Do we care about FPSR.QC? I remember we had some discussion about it in the past, but I'm not remembering off the top of my head.

I agree it doesn't make sense to move an integer from a GPR to an FPR just to perform a saturating add. Maybe GlobalISel could do something more clever here.

Otherwise looks fine.

Thanks.

Do we care about FPSR.QC? I remember we had some discussion about it in the past, but I'm not remembering off the top of my head.

I had not seen anything on FPSR.QC for AArch64 (or AArch32 Neon), and was presuming it would be fine to generate them from _sats. Was this discussion on the llvm lists somewhere? The aarch32 ACLE intrinsics tried to make some rules regarding q flags, but that's not something that either clang or gcc honour.

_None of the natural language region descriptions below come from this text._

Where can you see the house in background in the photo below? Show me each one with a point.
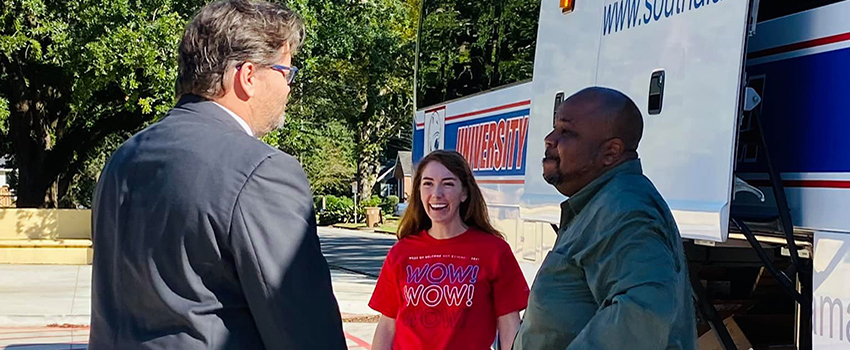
(396, 178)
(404, 174)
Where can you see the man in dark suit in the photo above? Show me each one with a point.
(204, 236)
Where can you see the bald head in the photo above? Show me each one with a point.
(612, 109)
(595, 130)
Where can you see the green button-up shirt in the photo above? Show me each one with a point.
(616, 277)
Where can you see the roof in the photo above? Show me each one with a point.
(405, 160)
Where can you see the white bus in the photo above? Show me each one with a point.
(746, 107)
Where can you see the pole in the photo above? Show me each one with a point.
(354, 190)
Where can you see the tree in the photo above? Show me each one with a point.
(359, 71)
(74, 72)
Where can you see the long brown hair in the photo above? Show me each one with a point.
(473, 211)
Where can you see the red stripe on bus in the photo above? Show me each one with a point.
(488, 110)
(806, 183)
(501, 182)
(801, 45)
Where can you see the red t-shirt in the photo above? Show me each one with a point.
(447, 294)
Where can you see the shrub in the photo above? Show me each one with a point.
(389, 205)
(337, 210)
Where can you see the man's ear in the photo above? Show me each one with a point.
(613, 151)
(245, 80)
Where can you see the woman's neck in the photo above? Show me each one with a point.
(448, 230)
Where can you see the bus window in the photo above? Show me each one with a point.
(466, 47)
(770, 9)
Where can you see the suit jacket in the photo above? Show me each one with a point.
(205, 238)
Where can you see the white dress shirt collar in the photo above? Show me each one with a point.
(238, 119)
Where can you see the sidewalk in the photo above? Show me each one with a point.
(47, 307)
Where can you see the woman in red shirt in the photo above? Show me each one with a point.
(451, 280)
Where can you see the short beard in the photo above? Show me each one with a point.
(556, 178)
(273, 122)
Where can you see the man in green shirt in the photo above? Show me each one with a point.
(616, 277)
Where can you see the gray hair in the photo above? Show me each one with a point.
(229, 32)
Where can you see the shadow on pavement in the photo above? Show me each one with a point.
(57, 346)
(356, 254)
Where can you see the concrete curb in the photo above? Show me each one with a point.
(43, 320)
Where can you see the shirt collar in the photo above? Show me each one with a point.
(572, 206)
(238, 119)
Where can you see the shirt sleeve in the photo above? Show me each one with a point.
(510, 290)
(634, 275)
(386, 298)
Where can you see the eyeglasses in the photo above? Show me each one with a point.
(289, 72)
(292, 70)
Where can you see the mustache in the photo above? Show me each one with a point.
(551, 155)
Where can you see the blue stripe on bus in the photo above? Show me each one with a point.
(806, 112)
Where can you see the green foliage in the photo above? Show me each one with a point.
(374, 201)
(471, 46)
(75, 73)
(89, 74)
(355, 91)
(337, 210)
(389, 205)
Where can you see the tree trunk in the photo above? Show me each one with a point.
(31, 141)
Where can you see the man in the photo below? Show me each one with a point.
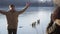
(12, 18)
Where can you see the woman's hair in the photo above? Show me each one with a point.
(11, 5)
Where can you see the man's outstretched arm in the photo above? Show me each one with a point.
(3, 12)
(27, 5)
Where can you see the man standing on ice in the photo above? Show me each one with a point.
(12, 18)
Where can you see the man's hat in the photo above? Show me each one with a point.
(56, 2)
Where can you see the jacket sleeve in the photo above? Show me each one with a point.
(3, 12)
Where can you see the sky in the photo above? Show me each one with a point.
(19, 2)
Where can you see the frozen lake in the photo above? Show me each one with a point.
(26, 19)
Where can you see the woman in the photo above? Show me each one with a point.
(54, 25)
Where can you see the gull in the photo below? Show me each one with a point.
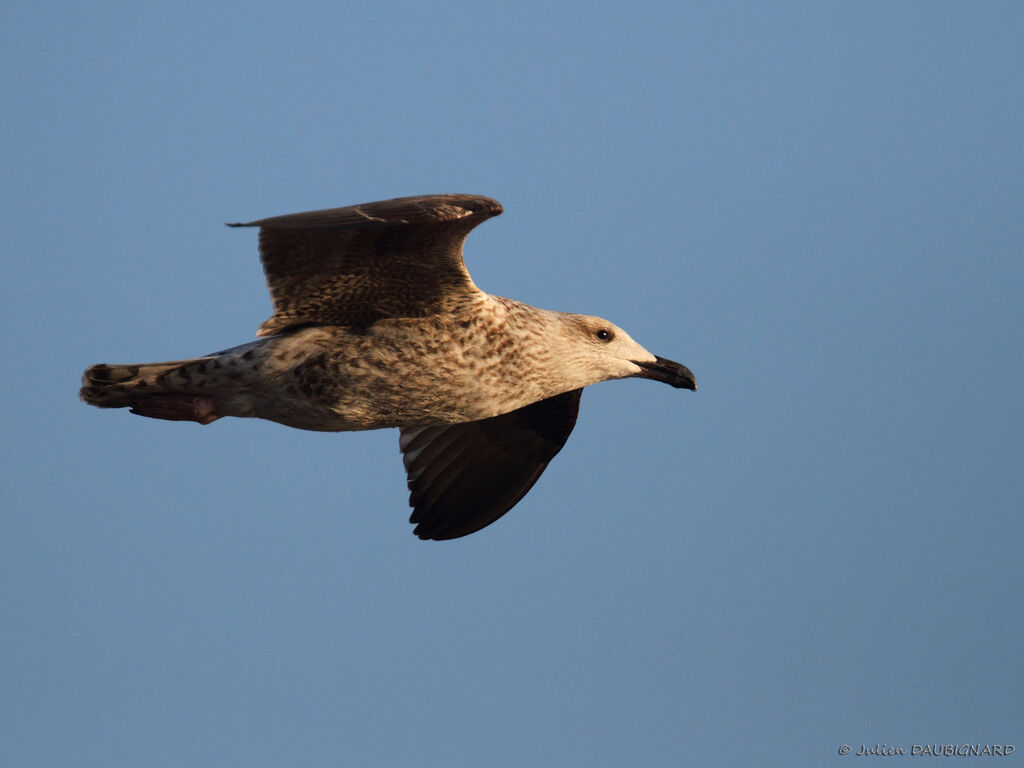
(377, 324)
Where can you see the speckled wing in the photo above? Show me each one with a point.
(354, 265)
(462, 477)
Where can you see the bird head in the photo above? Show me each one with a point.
(600, 350)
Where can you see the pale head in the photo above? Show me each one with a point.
(598, 350)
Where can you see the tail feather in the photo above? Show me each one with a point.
(107, 385)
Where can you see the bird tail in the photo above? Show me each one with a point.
(160, 390)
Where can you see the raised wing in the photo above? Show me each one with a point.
(354, 265)
(462, 477)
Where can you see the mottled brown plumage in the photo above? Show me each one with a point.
(377, 324)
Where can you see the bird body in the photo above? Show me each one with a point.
(377, 325)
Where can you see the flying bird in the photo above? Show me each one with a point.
(377, 324)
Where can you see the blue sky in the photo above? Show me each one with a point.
(817, 207)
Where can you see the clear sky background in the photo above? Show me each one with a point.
(817, 207)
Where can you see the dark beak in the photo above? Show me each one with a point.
(671, 373)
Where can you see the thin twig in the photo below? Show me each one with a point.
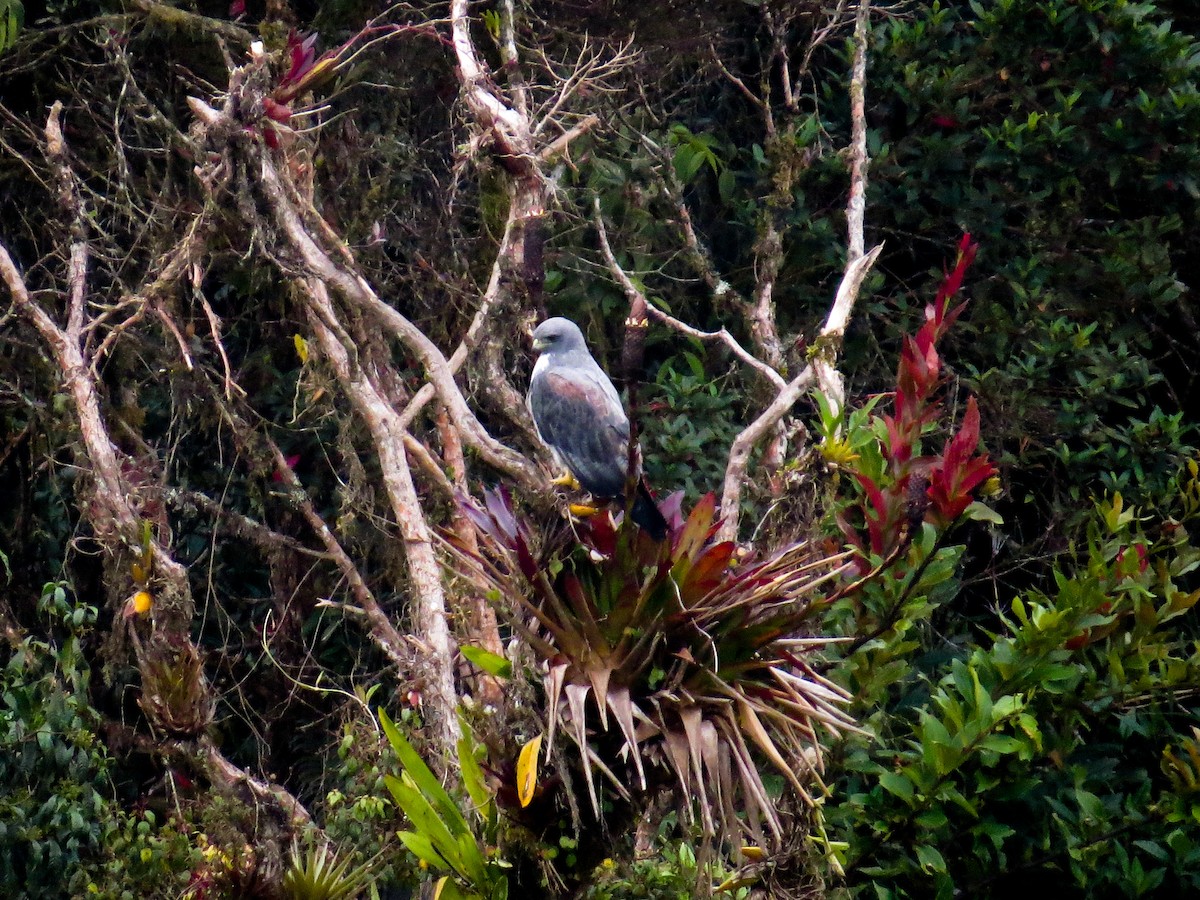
(633, 293)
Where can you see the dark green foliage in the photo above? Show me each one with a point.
(61, 829)
(1065, 137)
(1057, 751)
(687, 414)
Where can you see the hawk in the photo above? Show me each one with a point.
(579, 415)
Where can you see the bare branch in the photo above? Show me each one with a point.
(828, 377)
(822, 370)
(633, 293)
(354, 288)
(739, 453)
(424, 571)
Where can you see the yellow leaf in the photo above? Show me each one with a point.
(527, 771)
(735, 882)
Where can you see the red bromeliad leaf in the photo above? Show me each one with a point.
(959, 472)
(303, 51)
(276, 112)
(708, 571)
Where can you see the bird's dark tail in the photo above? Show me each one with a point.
(646, 514)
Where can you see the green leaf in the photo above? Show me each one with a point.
(897, 784)
(491, 663)
(930, 858)
(1001, 744)
(423, 849)
(423, 777)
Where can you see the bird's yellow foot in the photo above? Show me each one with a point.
(567, 480)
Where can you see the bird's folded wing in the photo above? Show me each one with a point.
(585, 425)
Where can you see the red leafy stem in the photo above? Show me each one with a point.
(307, 69)
(947, 480)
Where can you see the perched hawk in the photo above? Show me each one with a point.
(579, 415)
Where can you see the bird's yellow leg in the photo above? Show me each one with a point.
(567, 480)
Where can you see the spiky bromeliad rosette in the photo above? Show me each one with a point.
(673, 653)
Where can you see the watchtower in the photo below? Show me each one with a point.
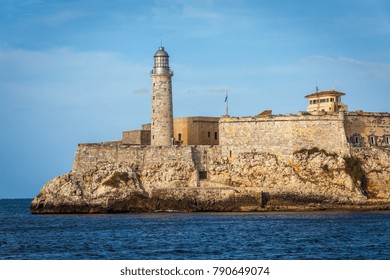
(162, 111)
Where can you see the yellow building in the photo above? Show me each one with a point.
(196, 130)
(326, 101)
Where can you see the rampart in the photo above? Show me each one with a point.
(368, 129)
(284, 134)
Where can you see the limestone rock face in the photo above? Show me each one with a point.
(149, 179)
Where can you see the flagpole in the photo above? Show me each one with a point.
(227, 104)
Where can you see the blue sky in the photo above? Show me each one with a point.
(78, 71)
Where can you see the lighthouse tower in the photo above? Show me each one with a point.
(162, 113)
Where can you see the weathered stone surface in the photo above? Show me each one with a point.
(112, 177)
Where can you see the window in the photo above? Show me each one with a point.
(356, 140)
(372, 139)
(202, 175)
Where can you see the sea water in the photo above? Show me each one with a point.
(277, 236)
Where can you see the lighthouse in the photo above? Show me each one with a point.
(162, 111)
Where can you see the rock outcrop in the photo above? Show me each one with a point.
(112, 177)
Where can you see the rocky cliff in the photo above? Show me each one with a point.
(112, 177)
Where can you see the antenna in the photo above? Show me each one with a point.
(318, 98)
(227, 103)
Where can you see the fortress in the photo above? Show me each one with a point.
(325, 157)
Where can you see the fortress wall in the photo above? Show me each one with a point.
(365, 125)
(89, 155)
(283, 135)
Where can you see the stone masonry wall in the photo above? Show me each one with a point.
(283, 135)
(361, 126)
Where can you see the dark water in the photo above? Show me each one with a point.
(317, 235)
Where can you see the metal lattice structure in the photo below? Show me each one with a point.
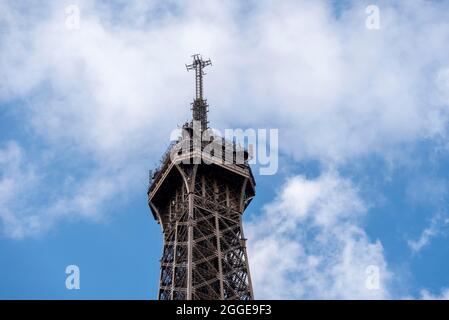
(198, 199)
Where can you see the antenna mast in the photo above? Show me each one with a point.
(199, 105)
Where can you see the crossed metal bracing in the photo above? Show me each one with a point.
(204, 254)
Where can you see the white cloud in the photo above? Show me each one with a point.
(438, 226)
(16, 179)
(308, 243)
(113, 90)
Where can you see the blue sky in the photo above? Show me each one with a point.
(362, 114)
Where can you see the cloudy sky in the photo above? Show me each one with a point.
(87, 106)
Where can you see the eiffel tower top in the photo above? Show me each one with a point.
(199, 105)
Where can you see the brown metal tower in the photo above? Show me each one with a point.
(198, 197)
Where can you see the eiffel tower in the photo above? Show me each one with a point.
(198, 199)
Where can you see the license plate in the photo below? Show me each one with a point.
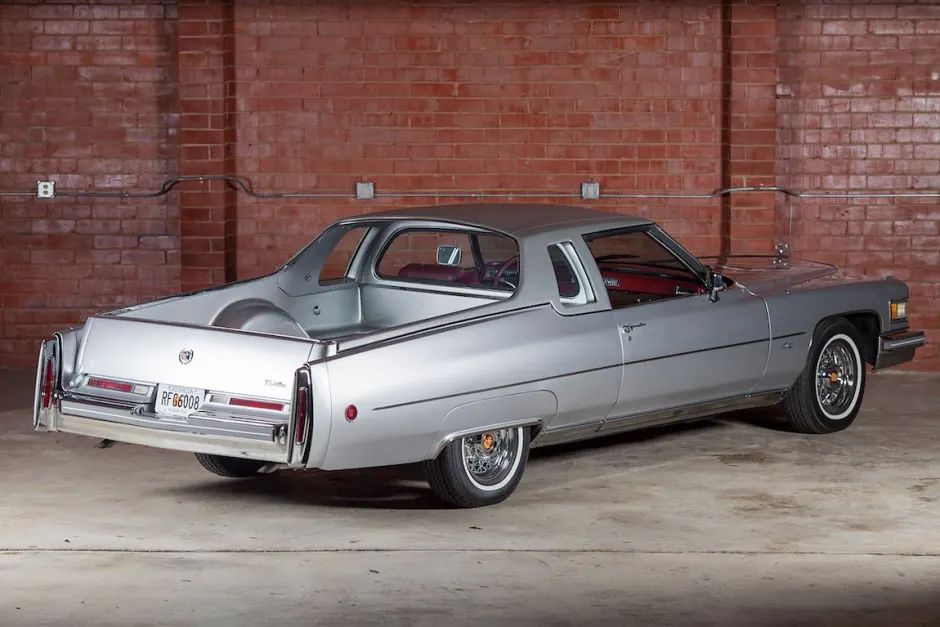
(178, 401)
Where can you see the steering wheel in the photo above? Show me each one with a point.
(499, 279)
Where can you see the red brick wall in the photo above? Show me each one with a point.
(478, 96)
(456, 96)
(87, 94)
(859, 108)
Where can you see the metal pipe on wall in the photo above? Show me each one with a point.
(243, 185)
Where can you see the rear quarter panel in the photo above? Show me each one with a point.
(533, 364)
(794, 315)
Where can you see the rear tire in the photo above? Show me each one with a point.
(229, 466)
(828, 393)
(479, 469)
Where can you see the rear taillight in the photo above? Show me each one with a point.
(253, 404)
(300, 414)
(48, 383)
(108, 384)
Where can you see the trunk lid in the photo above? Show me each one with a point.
(766, 273)
(215, 359)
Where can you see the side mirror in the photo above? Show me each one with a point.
(449, 255)
(716, 284)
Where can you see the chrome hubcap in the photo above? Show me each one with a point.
(488, 457)
(836, 377)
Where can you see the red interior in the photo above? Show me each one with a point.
(637, 280)
(435, 272)
(647, 283)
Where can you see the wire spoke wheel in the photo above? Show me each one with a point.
(836, 378)
(488, 457)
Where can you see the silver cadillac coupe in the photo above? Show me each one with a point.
(462, 336)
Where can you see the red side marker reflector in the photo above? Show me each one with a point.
(47, 385)
(300, 415)
(107, 384)
(247, 402)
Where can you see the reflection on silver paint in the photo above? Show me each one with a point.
(427, 363)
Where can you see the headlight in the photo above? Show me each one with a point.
(899, 310)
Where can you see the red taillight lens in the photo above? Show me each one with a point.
(300, 415)
(47, 383)
(247, 402)
(107, 384)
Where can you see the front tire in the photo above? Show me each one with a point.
(236, 467)
(480, 469)
(828, 393)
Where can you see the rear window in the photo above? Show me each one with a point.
(450, 257)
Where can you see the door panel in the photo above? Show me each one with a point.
(689, 350)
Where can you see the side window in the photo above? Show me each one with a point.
(467, 259)
(637, 268)
(573, 286)
(336, 265)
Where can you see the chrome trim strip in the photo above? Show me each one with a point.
(205, 327)
(173, 440)
(197, 423)
(522, 422)
(914, 339)
(630, 422)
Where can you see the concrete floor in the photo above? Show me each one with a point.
(729, 521)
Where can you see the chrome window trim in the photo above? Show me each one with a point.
(585, 295)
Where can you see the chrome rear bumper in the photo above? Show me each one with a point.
(230, 436)
(898, 347)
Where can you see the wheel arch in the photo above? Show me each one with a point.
(868, 325)
(525, 409)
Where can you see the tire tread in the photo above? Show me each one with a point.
(229, 466)
(799, 404)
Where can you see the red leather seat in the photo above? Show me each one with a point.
(432, 272)
(629, 282)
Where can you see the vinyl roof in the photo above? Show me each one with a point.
(513, 218)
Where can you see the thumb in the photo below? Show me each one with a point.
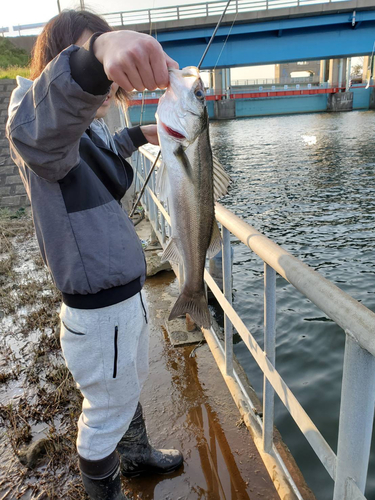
(171, 63)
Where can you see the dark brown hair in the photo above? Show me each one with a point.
(62, 31)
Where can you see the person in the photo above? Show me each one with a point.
(75, 175)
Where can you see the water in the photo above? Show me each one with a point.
(308, 183)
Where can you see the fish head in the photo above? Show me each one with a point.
(182, 114)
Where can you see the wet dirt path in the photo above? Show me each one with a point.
(188, 406)
(185, 400)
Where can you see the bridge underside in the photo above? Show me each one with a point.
(328, 36)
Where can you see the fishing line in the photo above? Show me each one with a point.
(371, 66)
(159, 153)
(230, 31)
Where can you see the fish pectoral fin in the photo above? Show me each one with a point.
(171, 253)
(221, 179)
(215, 243)
(193, 304)
(162, 182)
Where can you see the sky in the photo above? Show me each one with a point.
(19, 12)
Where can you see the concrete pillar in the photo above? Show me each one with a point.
(323, 75)
(228, 78)
(211, 79)
(337, 72)
(366, 69)
(218, 80)
(348, 71)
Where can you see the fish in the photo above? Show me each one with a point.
(191, 180)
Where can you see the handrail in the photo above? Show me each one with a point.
(352, 316)
(348, 468)
(190, 11)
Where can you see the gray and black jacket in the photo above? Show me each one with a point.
(75, 181)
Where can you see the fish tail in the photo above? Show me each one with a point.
(194, 304)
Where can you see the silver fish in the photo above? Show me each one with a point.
(186, 178)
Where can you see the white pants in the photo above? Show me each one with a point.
(106, 350)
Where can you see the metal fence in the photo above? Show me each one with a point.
(191, 11)
(348, 468)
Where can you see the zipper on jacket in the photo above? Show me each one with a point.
(116, 354)
(143, 307)
(72, 331)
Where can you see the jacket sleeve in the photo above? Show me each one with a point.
(44, 130)
(129, 140)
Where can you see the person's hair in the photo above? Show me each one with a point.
(62, 31)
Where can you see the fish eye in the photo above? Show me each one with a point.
(199, 93)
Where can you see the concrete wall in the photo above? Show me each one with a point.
(361, 97)
(12, 192)
(285, 70)
(372, 99)
(281, 105)
(342, 101)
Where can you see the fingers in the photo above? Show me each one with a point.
(171, 63)
(134, 60)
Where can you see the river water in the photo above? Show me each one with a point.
(308, 183)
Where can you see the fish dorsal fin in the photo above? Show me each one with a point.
(162, 182)
(221, 179)
(215, 243)
(171, 253)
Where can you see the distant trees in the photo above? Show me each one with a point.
(11, 55)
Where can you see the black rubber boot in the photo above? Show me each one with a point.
(138, 456)
(101, 478)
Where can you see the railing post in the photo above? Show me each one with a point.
(356, 417)
(162, 224)
(227, 288)
(269, 349)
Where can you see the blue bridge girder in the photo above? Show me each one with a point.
(327, 36)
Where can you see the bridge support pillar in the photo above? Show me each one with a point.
(337, 72)
(372, 99)
(341, 101)
(221, 79)
(368, 65)
(324, 72)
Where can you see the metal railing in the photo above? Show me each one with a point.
(190, 11)
(348, 468)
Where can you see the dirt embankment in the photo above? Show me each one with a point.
(39, 403)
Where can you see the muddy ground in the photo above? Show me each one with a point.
(186, 402)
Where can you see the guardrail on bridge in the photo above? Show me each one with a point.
(348, 468)
(190, 11)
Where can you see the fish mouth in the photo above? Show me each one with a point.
(172, 132)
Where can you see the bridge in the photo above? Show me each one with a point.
(256, 31)
(259, 31)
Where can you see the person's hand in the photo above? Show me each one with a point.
(133, 60)
(150, 132)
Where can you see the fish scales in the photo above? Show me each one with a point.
(187, 180)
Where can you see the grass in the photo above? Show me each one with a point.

And I've not seen anything similar for Neon.

efriedma accepted this revision.Oct 28 2019, 5:31 PM

I might be getting QC confused with one of the other flags. I think there was an issue at some point when someone was trying to add intrinsics to read/write the flags, but we didn't provide appropriate guarantees. Not sure that ever got merged.

LGTM

This revision is now accepted and ready to land.Oct 28 2019, 5:31 PM
This revision was automatically updated to reflect the committed changes.